How creative are you?

The more new and different approaches you can apply when you’re teaching your kids to swim, the more opportunities you’ll give them to get each idea. You’ll also be giving them more mental hooks to internalize and deepen what they learn.

How comfortable are your kids with the water already?

If your kids love to splash, you’ve got a head start. If they’ve spent their entire lives wading at the beach or having you hold them in the backyard pool, they’re ripe to learn to swim. If they’re uncomfortable getting wet, you’ve got a longer path ahead of you.

How motivated is your child?

Do your kids want to learn to swim, or is it just something you want for them. Having older siblings who get to play and have fun in the water motivates most kids to want to learn. So does wanting to do something that requires swimming, such as surfing or even getting rid of the goofy-looking water wings.

If swimming doesn’t have an appeal on its own, don’t hesitate to find and use extrinsic motivators. Has your child been eyeing a new skateboard or video game? It’s his—as soon as he can swim the width of the pool by himself.

How sensitive are your kids to physical stimuli?

When they get cold or wet, do they laugh it off or burst into tears? The more sensitive your kids are, the more effort you’ll need to make to keep their swimming lessons as comfortable for them as possible. No matter what you do, though, learning to swim often involves being cold, and it definitely involves getting wet. If that’s a mental or emotional stumbling block for your kids, teaching your kids to swim will take a little longer. (I still have to psych myself to get into a cold pool. My son just jumps right in.)

Does your child like novelty or the familiar?

If your kids like thrills, meeting new people, and changes in routine, they’ll probably enjoy the novelty of swimming.
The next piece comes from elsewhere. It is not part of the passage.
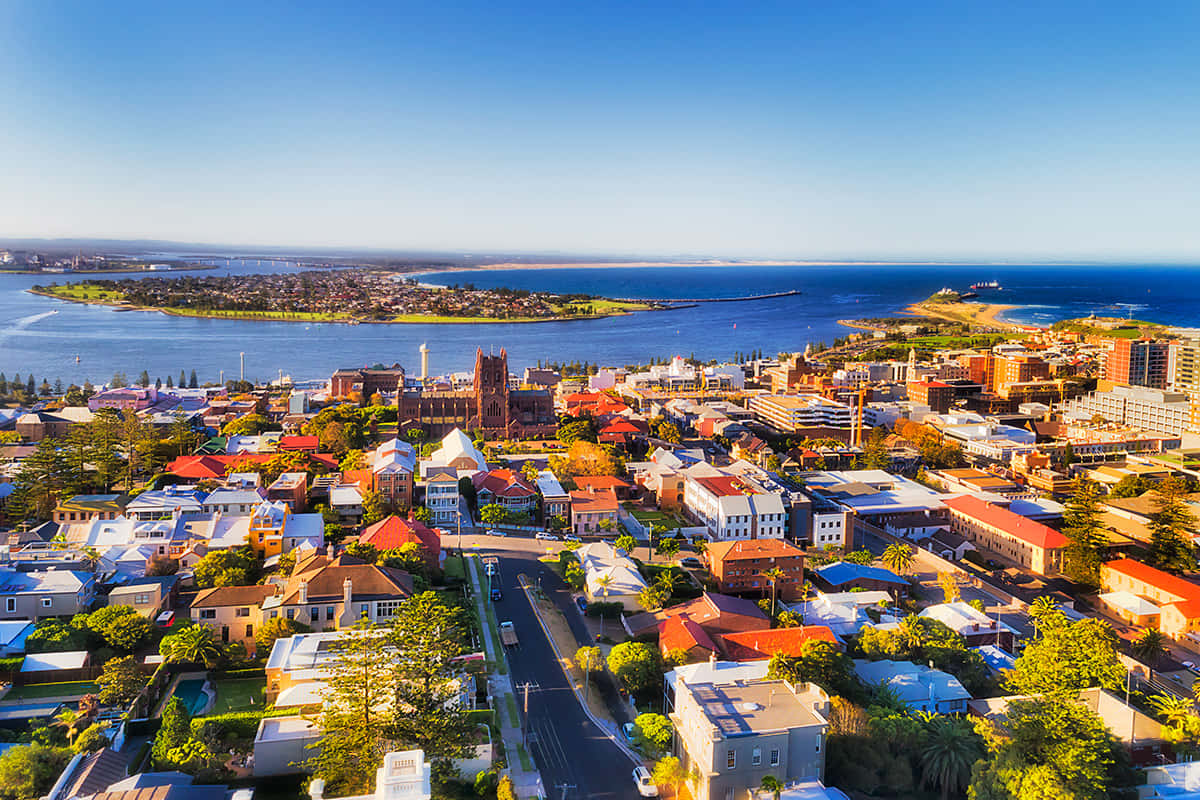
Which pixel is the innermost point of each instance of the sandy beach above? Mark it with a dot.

If your kids get thrown out of whack by those things, the novelty of swimming will be a stressor they’ll have to get used to before you can make much progress teaching them to swim.

A big shift in skill and ability will happen when your child learns to relax in the water. Ironically, it’s hard to relax in the water until you have enough skill to feel comfortable. If you hit a bump in the swimming road, take a moment to consider these 6 factors and whether they’re affecting your kids’ progress.

3 Things Water Safety Isn’t

Once you’re confident that your kids are water safe, you can breathe a sigh of relief. You’ve done your job. The swimming lessons are over. Teaching your kids to swim really paid off.

Don’t pour that margarita and lose yourself in a summer read just yet, though. When you understand what water safety means, it’s also important to have a good grasp of what it doesn’t mean.

3 Things Water Safety Doesn’t Mean

  • It doesn’t mean that you’ve removed all risk. Swimming, like the rest of life, will never be completely without risk. Water is a powerful element. Even water that doesn’t look overly rough can toss large adults around. Have fun but be careful.
  • It doesn’t mean being able to swim without adult supervision. No one, including an adult, should ever swim alone. One slip and a bump on the head on dry land is probably nothing more than a boo-boo. In the water, it could mean death.
  • It doesn’t mean being a competitive swimmer. Mastering the major strokes requires many hours of committed training. The number of hours to mastery being thrown around these days is 10,000. That’s five years of forty-hour work weeks. Not many swimmers have that much training under their trunks.

Mastery also requires a high level of motor development. Your child’s level of coordination in the water will look a lot like his coordination on land. Before you find yourself disappointed with his crawl, ask yourself how good he is at jumping rope.